A: It is a challenge to find the "right" stories to share. Our aim is to offer pieces that are entertaining and/or thought-provoking, without being overly controversial, while giving each author a chance to express his/her own artistic vision. The 2016 story was a light-hearted marriage plot, in 2017 we released a slightly edgy science fiction story, and our current serial is historical fiction that takes place in a turbulent period in 1839 China. We are interested in all genres; for instance, it would be fun to have a mystery, and if we can find the right author/illustrator, we would love to publish a graphic novella. Ideas are submitted to us by the authors, and then we work with them as needed for story edits.

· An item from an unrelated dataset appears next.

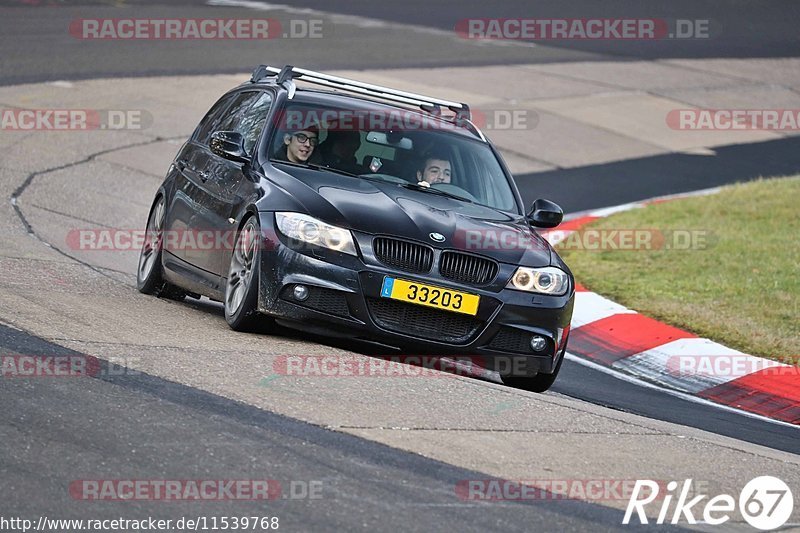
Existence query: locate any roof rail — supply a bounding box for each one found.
[250,65,471,120]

Q: Are you getting any feedback/notice from the greater literary world about the project, or is it still mostly a DIY project that's mostly stayed local / with fans of your tea?
A: Only in its third year, the Arbor Teas Summer Reading Series is still relatively new, and the greater literary world has not exactly come knocking on our website yet. However, we have received positive feedback from our customers/readers, and hope to see the series continue to grow and reach new audiences in the years to come.
Q: Any plans to collect the stories into a printed anthology?
A: After each story runs its course over the summer (usually 8-10 chapters), we publish the full book as a PDF on our website and make it available for download at arborteassummerreadingseries.com. At this point, we are not so interested in offering a printed anthology, but in a few years when we have more stories, we may revisit the idea.
Q: What are your (or your coworkers') favorite stories/novels that feature tea?
A: Several of us have read and enjoyed The Tea Girl of Hummingbird Lane by Lisa See, which offers lots of interesting information on pu’er tea. I was also charmed by the #1 Ladies Detective Agency series by Alexander McCall Smith, in which the main character, Mma Precious Ramotswe, has a fine appreciation of traditional African bush tea (or as we at Arbor Teas call it, rooibos). And The Tea Dragon Society by Katie O'Neill, the recipient of the Dwayne McDuffie Award for Kids’ Comics at the 2018 Ann Arbor Comic Arts Festival!
Q: Suggest a book or two that would help readers understand the history of tea and/or the nuances of the different strains, etc.
A: There are many wonderful non-fiction books about tea. A few of our favorites are (in no specific order):
➥ For All the Tea in China: How England Stole the World's Favorite Drink and Changed History by Sarah Rose
➥ A History of the World in 6 Glasses by Tom Standage
➥ The New Tea Lover’s Treasury by James Norwood Pratt (if there is a “celebrity” of the tea world, James Norwood Pratt is the star!)
➥ Tea: History, Terroirs, Varieties by Kevin Gascoyne, Francoise Marchand, Jasmin Desharnais, and Hugo Americi
Christopher Porter is a library technician and the editor of Pulp.
Sarah Zettel reads from "An Exchange of Two Flowers" at AADL's downtown branch on Monday, June 25 from 7-8:30 pm to celebrate the Arbor Teas Summer Reading Series. All three works can be read or downloaded from arborteassummerreadingseries.com.